UBI is not a good idea and it's very simple as to why it's not.

If everyone gets say, $12k a year from the Government, $1k a month, the verb first thing that's going to happen is your landlord is gonna hike your rent, possibly by $1000 a month.
UBI seeks to use market solutions to solve problems the market cannot solve. Jobs being increasingly outsourced to automation is an inevitable part of human advancement. It's also an inevitable part of capitalism as capitalists always want to decrease their labour costs
UBI seeks to maintain those market solutions to these problems without actually solving the root cause of the problems - being that when people lose their jobs, they lose the ability to provide basic necessities for themselves.
UBI simply enables people to return to the market to seek those solutions, the same market that creates the problem of not providing for everyone in the first place.

Universal Basic Services (UBS) would be much much better.
Rather than UBI, which would effectively just become a taxpayer funded landlord subsidy, UBS would cut out the middle man of the market and just provide the service directly to people for free which would likely mean wiser use of money too (e.g. no advertising, marketing etc)
Why give people money to buy food at Walmart when you could have nationalized supermarkets where food is free where there is a sort of quasi market with non health foods in that the stuff that's being left on the shelves doesn't get produced anymore?
Why give ppl money to pay rent to their landlord when you could just *give* them housing?

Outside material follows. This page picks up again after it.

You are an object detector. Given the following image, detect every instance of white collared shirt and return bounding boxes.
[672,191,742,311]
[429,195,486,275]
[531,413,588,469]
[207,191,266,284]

Why give ppl money to pay their healthcare insurance provider when you could just *give* them healthcare?

When billionaires like Elon Musk are backing UBI, you know it's not good for you
I know rent controls exist but rent controls will only last long term in two conditions:

1) Area of high property value
2) Area of high labour demand

These two things need to overlap for politicians to choose to maintain rent controls over listening to landlord lobbyists
This is why rent controls are maintained in New York City. It's an area of both high labour demand and high property values meaning one has to be curtailed for the other to be feasible. If labour can't afford to live close to work it's going to curtail economic growth
That's why politicians in places like NYC will choose to maintain rent controls because the economic impact of not doing it is larger let alone the political impact of scrapping it

In places of not high property values but high labour demand or vice versa, those rents will rise
Part of me is quite amused at the people who've only after seeing this thread gone "WOAH is this dude some kind of Communist or something?"
UBI could *maybe* work with something like the nationalization of land and price fixing on the value of land AND rent controls because if UBI did act as some kind of economic stimulus then that means the land goes up in value whilst the landlord can't raise rent...
So they'll end up just selling the property and evicting the tenant when it gets to the point that the value of that land with increased economic activity as a result of UBI (which I don't fully buy as a guaranteed outcome) goes up causes them to lose money
There's a LOT of caveats for UBI to work as I'm sure many of its proponents will fully admit, but I don't understand why leftists would pursue market based solutions to provide for the basic necessities when providing them directly is a much more straightforward idea
Is UBI the worst idea in the world? No of course not.

But for people who are advocating it, for the goals they're trying to achieve even if you didn't want to go my route of central planning then reverting back to some kind of Keynesianism makes more sense?
UBI seems like a plaster specifically for neoliberalism and globalism, whereas Keynesianism has incredible flaws but it was better than what we've got and seemed to do more to solve this issue than UBI would.

80% top tax rates, heavy union membership, heavy govt spending
I SHOULD ALSO CLARIFY

I understand this isn't increasing the supply of the money so it's not inflation in the traditional sense. It's a handful of capitalist in the most powerful enterprises, especially primary producers, looking to raise their bottom line.